開発STORY

 STORY 03 ルック おふろの防カビくん煙剤 カビとの不毛の戦いに、終止符を。

Chapter03「予防」コンセプトのむずかしさと「くん煙剤」イメージの払拭
お客さまが防カビ剤に求めていることを探り出す

銀イオンで「黒カビ発生を防ぐ」コンセプトの訴求には難題があった

銀粒子の最適な大きさがわかったことで、「おふろの防カビくん煙剤」は、商品化への大きな一歩を踏み出した。しかし、解決しなければならない大きな課題が2つあった。

1つは、「カビを予防する」というコンセプトをお客さまにどう伝えるかだ。最初にヒントを得たのは衣類用の「防虫剤」だった。防虫剤は「1年間有効」など期間を明記している商品が多く、竹森らマーケティング側はこれに倣って「○日間有効」と明記するつもりでいた。しかし、防カビくんは長期間の予防効果を大きな訴求ポイントにしていない。
「『一度使えば3か月カビ取り剤を使わなくて済む』ことは、研究段階で確認されていたので、期間訴求が決め手になると考えていました。しかし、長期間の調査をしたところ、多くの消費者が効果を実感している一方、『60日も予防できていない』と感じる消費者が少なからずいました」。
防カビくんは、黒カビの発生を劇的におさえるが根絶はできない。そのため、ほんの少しでも黒カビが生えると『効果がない』と感じる人がいたのだ。その後も試行錯誤を繰り返すが、結局、期間訴求では消費者の満足度が十分な数値に達せず、訴求ポイントの軌道修正を余儀なくされる。
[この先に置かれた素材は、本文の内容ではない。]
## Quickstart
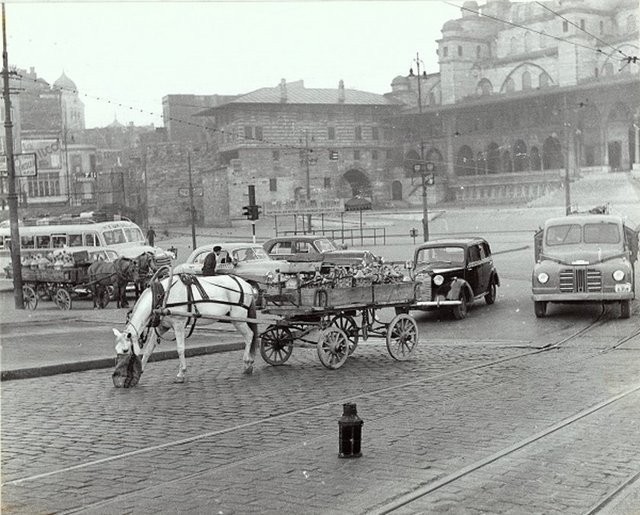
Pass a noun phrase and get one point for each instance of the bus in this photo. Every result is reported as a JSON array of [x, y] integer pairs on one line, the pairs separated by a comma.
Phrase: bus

「カビ取り剤のヘビーユーザーが防カビ剤を求めているという先入観がありました。しかし、消費者調査の結果などを徹底的に見直してみると、それが間違いでした。むしろ、カビ取り剤を使うのが嫌で、マメに風呂掃除をしている人こそ、防カビ剤を求めていたのです」。
マメに掃除をしている人に、防カビくんを使ってもらう。そう考えた竹森らは防カビくんの訴求ポイントを、「期間訴求」から「負担軽減」へと変更することにした。

もう1つの課題は、「くん煙剤=殺虫剤バルサン」というイメージの払拭だ。パッケージデザインを担当した宣伝部制作室の吉田智之はこう話す。
「生活者にヒアリングした結果を踏まえ、包装をカートンのキューブ型ボックスタイプにすることにしました。やはり、『殺虫剤バルサン』と並べた時に、まったく異なる商品に見えることが大事でした。また、銀イオンの防カビ効果感をメタリック調のデザインで演出したり、煙キャラクター『防カビくん』で安心感をアピールしたりすることで、『殺虫剤バルサン』とは一線を画すパッケージになったと思います」。

側面に防カビメカニズムや使用方法を明記し、商品理解を促した

カートンのボックスタイプにしたことで、箱の側面を広く使えるというメリットも生まれた。使用時の注意事項が多い商品だけにどのように明記するかも課題だったが、このスペースを活用することですんなり解決。さらに、商品理解を高める「防カビメカニズム」も掲載することができた。